Christmas 2017 will forever be a significant date in my mind, it had never been my intention to be delivering a kid’s product in the run up to Christmas and thus making myself responsible for ensuring kids got their Christmas presents!  Having finished the Kickstarter campaign back in May and with the protracted delivery times this responsibility had become pretty abstract, going through the delivery process has brought it back into sharp focus and is going to be taken much more seriously going forward.


This has been the culmination of 4 years work and to stumble across the line was a bit gutting to be honest, but that being said there have been some important lessons which I’m glad to have had at this point rather than further down the line.

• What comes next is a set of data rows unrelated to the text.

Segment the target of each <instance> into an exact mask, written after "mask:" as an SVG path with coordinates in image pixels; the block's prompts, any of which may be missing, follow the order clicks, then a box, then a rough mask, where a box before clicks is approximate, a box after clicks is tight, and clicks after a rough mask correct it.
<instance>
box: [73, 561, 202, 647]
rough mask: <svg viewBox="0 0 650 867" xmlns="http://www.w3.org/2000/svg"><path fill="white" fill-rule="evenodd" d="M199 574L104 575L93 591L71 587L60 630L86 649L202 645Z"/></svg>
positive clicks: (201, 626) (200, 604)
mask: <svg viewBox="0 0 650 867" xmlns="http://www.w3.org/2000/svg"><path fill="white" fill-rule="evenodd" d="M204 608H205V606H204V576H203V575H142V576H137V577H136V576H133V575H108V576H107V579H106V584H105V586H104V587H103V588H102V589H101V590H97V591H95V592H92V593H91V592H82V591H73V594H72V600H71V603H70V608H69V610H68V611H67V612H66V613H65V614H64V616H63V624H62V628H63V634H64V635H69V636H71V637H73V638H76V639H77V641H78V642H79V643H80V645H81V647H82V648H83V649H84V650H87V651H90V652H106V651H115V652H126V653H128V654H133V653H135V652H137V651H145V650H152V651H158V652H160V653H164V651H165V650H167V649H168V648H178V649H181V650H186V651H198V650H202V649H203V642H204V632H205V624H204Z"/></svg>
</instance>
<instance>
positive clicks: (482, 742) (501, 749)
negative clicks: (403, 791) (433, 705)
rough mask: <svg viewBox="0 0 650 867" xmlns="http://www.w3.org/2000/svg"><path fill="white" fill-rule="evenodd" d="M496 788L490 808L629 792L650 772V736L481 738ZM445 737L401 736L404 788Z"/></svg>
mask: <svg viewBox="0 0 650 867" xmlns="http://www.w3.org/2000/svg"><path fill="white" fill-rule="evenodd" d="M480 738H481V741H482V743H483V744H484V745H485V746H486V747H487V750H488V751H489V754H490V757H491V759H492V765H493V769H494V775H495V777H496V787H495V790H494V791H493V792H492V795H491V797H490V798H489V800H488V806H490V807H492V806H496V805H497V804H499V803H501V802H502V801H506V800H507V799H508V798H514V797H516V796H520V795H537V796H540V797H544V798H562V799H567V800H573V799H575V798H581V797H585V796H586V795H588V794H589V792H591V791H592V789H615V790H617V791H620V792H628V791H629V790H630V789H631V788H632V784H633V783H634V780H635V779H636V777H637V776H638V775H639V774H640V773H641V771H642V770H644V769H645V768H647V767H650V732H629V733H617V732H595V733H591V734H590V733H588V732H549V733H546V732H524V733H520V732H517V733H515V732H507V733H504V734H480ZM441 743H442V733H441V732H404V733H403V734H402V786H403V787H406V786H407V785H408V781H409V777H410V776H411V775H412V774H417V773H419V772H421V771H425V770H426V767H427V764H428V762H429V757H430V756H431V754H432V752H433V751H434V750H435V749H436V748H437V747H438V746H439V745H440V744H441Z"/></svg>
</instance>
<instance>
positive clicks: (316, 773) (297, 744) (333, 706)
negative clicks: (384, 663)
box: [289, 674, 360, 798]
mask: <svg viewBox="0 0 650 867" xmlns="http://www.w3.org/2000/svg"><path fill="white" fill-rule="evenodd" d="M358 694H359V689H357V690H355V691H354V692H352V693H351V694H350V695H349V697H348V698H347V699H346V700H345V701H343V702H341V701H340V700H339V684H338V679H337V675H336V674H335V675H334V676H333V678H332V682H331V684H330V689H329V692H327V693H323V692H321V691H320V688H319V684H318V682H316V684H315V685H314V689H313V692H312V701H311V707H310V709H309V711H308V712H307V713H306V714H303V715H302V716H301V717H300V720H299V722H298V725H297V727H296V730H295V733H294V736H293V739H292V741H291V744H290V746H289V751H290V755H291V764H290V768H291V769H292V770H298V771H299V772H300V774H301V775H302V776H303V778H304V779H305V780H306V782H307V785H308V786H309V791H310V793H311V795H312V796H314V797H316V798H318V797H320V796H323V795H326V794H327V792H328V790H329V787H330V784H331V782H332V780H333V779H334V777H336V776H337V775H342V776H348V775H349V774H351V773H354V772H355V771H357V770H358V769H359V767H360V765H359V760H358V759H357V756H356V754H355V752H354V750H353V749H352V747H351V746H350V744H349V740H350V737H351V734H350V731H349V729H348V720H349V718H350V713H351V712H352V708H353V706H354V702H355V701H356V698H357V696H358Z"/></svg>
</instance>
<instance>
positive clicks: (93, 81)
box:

  1. Check and check again.  As some of you found out we ended up not having enough stock to fulfill all the orders, despite visiting our factory to ensure that we did.  The problem was that the quantities stated on the outside of shipping cartons did not match up with the its contents in lot of cases.  I should have checked this but didn’t.
  2. Outsource with care.  The company I chose to help were the wrong company, in hindsight it’s glaringly obvious that it was a bad fit, they were too big and MURO does not fit into a standard fulfilment model. However, one big positive which has come out of this is the appreciation of how integral the whole supply chain is to our customer experience and I will be taking this on board going forward.  Moving fulfilment in-house will allow us to give accurate and immediate information when customers have queries, rather than the current process which requires an email chain and leads to queries being lost.
  3. Lots of work to do.  The product still needs lots of work. We still have a range of toys to manufacture this year and released through MUROmembers, the retail packaging needs to be designed and some thing we have made need tweaking!

I do not mean to sound gloomy, overall I’m very happy.  I’m proud of the product that has been produced and that the majority made their way to the right people on time.  2018 is going to be an important year, it’s time to take MURO out of its current stage (somewhere between prototype and product), build a commercial product and the infrastructure to support this.  I hope that MURO develops as much in 2018 as it did in 2017.


Thank you for your support. Happy New year and all the best for 2018.